-
By default, all processed templates are collected, and output at the end of the call to projectUpdate, but it is now possible to e.g. simply discard all results, if nothing more needs to be done with the processed templates.
-
Expand on Object::description to get a workable string that reflects the current state of the properties of Objects in memory. With this, we can conceive of serializing Transforms/Distances without having prior knowledge of the string used to construct them, and also to serialize them in cases where alterations have been made to their state in memory. Also introduce an option to force complete serialization of a transform tree (i.e. bypass LoadStore blocks), this allows us to do things like serialize an algorithm in memory, and transmit it to another process without requiring that the other process read part of the algorithm from disk.

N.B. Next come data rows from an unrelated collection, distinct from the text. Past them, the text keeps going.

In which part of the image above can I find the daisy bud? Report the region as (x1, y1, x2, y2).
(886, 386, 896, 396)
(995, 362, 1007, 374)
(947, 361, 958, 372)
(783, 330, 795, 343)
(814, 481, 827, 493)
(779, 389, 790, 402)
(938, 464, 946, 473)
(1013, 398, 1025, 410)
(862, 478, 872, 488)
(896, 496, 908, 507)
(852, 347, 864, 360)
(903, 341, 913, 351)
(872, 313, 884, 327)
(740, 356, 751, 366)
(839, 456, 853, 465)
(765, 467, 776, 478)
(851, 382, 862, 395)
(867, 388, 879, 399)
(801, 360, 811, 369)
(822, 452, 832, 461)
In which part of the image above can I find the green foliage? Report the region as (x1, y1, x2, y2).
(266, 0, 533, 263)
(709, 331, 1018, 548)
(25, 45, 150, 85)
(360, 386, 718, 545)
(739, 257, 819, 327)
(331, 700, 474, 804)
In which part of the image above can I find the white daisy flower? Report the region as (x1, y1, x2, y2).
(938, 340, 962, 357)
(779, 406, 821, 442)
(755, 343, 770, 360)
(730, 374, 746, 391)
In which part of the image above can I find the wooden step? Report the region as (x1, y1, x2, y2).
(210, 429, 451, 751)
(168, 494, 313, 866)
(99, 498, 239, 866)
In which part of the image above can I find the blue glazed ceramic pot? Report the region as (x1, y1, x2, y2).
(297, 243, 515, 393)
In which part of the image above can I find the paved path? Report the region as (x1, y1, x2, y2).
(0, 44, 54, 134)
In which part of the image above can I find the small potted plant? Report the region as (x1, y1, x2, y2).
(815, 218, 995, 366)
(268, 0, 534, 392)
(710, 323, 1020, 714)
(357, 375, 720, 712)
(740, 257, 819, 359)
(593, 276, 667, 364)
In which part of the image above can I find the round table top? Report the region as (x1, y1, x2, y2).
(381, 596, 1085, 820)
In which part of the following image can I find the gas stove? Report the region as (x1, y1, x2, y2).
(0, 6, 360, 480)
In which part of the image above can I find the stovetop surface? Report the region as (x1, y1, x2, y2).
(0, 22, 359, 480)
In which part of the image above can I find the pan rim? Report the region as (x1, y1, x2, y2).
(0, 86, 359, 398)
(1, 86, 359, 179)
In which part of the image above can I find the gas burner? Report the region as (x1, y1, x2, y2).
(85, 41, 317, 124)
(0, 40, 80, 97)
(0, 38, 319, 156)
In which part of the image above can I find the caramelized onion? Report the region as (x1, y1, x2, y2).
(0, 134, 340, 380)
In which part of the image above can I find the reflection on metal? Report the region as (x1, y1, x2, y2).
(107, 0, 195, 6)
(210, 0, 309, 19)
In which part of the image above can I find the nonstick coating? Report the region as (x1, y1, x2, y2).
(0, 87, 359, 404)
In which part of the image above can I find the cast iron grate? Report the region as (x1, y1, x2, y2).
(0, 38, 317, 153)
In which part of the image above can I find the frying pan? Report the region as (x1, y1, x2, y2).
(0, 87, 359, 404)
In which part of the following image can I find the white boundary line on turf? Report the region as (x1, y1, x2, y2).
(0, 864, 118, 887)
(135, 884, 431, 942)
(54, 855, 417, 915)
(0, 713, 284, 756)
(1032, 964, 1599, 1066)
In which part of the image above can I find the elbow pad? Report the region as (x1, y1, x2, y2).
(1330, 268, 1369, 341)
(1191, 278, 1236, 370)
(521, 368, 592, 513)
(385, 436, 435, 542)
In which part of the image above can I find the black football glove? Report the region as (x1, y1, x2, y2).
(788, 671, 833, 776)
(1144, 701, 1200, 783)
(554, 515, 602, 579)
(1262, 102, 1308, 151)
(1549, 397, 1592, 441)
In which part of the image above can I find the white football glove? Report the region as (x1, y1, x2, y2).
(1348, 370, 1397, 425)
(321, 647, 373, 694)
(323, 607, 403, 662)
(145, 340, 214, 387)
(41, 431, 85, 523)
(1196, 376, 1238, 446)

Refactor ProcessWrapper to directly transmit its current Transform to child processes, rather than requiring the child processes to read its state from disk. This allows for far more uniform treatment of multiProcess and non-multiProcess jobs in AlgorithmCore, leading to substantial simplification of AlgorithmCore::compare.
-
Introduce PP5GalleryTransform, a transform that compares incoming templates against a fixed gallery (thereby avoiding the cost of repeatedly setting up pp5 galleries for the same templates). Modify AlgorithmCore to support supplying Transforms to the right of the algorithm string, in this case ! should be used instead of :.
-
Surely this will save many bytes of source code.
-
The basic idea is to read galleries incrementally, but there are some complications especially related to progress counting--if we don't read a gallery we don't know how many templates are stored in it since gallery formats aren't nice enough to provide headers with that information. One solution to the progress counting problem is to measure progress based on the position of a file pointer in the gallery file (i.e. measure the current position in the gallery file, divide by the total size of the gallery file). This is supported by expanding the Gallery API to include a totalSize method indicating the total size of the gallery file (or total number of templates if that is known), and then as templates are read, their position is stored in metadata (using the "p" key). Several galleries are updated to respect readBlockSize, and also to store position data in read templates. Support for filtering out already enrolled templates in read-mode was maintained by making the filtering an online process (part of the enrollment pipeline) rather than a batch process done before enrollment-proper starts.
-
This avoids warnings about project(file,file) shadowing project(template,template).
-
Introduce transforms which operate solely on metadata
-
Introduces MetadataTransform and UntrainableMetadataTransform, which provide a project(file,file) interface for defining operations that only affect metadata, and do not touch matrices. Modify a number of transforms to inherit from these interfaces instead of UntrainableTransform or UntrainableMetaTransform
-
Move emptyRead to a higher visibility scope, and make it handle caching metadata in addition to reading galleries. Caching still leverages memGallery since re-implementing a cache just for FileLists would largely be redundant.
-
Add explicit multi-process support to enroll and compare, if -multiProcess true is specified, ProcessWrapper will be attached to the current algorithm in enrollment and comparison (causing the job to be distributed over multiple br processes instead of using multi-threading). This is desirable since putting ProcessWrapper directly on algorithms leads to some compositionality problems (it's very undesirable to have nested process wrappers). One drawback is that in multi-process mode, altcompare has to write the explicitly enrolled gallery to a file (instead of using a memGallery) since the slave processes obviously don't have a shared memory space. A better approach might be to have processWrapper serialize and transmit its transform (instead of constructing it), but even that won't work directly since transforms often rely on reconstructing data from other files even if serialized.
-
OutputTransform takes inputs suitable for an output (Output specification, target adn query galleries), and expects to receive rows of a comparison matrix on incoming templates. OutputTransform supports receiving either rows one at a time, or columsn one at a time (via the transposeMode flag).